2540. Minimum Common Value

2540. Minimum Common Value

Difficulty: Easy

Topics: Mid Level, Array, Hash Table, Two Pointers, Binary Search, Biweekly Contest 96

Given two integer arrays nums1 and nums2, sorted in non-decreasing order, return the minimum integer common to both arrays. If there is no common integer amongst nums1 and nums2, return -1.

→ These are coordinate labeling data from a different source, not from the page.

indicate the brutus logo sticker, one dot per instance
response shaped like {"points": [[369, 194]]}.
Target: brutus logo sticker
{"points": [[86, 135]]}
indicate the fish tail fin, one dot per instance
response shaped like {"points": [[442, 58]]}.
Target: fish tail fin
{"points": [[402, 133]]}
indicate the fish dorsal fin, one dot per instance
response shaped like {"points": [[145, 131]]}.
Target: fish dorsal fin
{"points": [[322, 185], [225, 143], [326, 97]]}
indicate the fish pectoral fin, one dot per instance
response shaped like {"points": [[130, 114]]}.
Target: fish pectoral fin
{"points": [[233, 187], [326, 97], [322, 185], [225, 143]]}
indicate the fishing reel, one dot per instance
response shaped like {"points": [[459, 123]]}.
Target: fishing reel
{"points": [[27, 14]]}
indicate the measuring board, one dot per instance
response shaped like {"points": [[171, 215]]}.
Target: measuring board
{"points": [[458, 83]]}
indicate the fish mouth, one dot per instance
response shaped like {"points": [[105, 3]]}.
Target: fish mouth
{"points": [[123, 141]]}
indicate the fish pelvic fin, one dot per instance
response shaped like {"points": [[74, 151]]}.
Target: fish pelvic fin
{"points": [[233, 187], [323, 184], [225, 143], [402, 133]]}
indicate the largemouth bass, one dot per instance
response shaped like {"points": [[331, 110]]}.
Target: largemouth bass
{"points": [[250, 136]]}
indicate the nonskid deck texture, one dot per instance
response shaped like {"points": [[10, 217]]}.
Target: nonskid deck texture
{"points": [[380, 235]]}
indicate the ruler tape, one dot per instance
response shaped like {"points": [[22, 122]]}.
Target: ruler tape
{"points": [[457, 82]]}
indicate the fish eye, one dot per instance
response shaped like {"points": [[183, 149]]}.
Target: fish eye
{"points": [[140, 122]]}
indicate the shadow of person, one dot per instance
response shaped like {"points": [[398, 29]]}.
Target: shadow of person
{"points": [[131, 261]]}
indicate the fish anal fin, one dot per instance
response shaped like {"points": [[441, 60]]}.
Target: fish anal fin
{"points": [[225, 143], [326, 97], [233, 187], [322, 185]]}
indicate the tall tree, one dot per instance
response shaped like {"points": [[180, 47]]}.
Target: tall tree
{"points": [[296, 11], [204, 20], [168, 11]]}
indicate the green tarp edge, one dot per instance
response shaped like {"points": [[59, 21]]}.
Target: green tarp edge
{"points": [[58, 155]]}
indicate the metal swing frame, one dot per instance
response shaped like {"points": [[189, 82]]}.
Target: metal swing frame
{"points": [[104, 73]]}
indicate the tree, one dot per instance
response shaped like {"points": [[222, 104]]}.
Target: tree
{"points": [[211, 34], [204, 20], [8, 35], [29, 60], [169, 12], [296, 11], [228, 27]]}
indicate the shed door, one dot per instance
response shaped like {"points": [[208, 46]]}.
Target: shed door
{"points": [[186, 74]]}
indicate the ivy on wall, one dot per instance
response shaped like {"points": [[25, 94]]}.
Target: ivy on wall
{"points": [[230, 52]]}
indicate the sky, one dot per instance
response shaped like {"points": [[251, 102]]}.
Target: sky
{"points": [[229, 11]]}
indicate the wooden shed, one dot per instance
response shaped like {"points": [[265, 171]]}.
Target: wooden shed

Note that an integer is said to be common to nums1 and nums2 if both arrays have at least one occurrence of that integer.

Example 1:

• Input: nums1 = [1,2,3], nums2 = [2,4]
• Output: 2
• Explanation: The smallest element common to both arrays is 2, so we return 2.

Example 2:

• Input: nums1 = [1,2,3,6], nums2 = [2,3,4,5]
• Output: 2
• Explanation: There are two common elements in the array 2 and 3 out of which 2 is the smallest, so 2 is returned.

Example 3:

• Input: nums1 = [1,2,3], nums2 = [4,5,6]

Example 4:

• Input: nums1 = [1,1,2,3], nums2 = [1,2,2,4]
• Output: 1

Constraints:

• 1 <= nums1.length, nums2.length <= 10⁵
• 1 <= nums1[i], nums2[j] <= 10⁹
• Both nums1 and nums2 are sorted in non-decreasing order.

Hint:

1. Try to use a set.
2. Otherwise, try to use a two-pointer approach.

Solution:

The solution finds the smallest common integer between two sorted arrays using a two-pointer technique. It walks through both arrays simultaneously, moving the pointer of the smaller value forward until a match is found or one array is exhausted. This approach is efficient and avoids the overhead of using a hash set.

Approach:

• Two-pointer technique Since both arrays are already sorted in non-decreasing order, we can traverse them with two indices.
• Parallel traversal
  • Compare elements at the current pointers:
  • If equal → return that value (it’s the smallest common because we move forward from the beginning).
  • If nums1[i] < nums2[j] → increment i.
  • If nums1[i] > nums2[j] → increment j.
• Early exit The first match is automatically the smallest common value.
• No match case If pointers reach the end without a match, return -1.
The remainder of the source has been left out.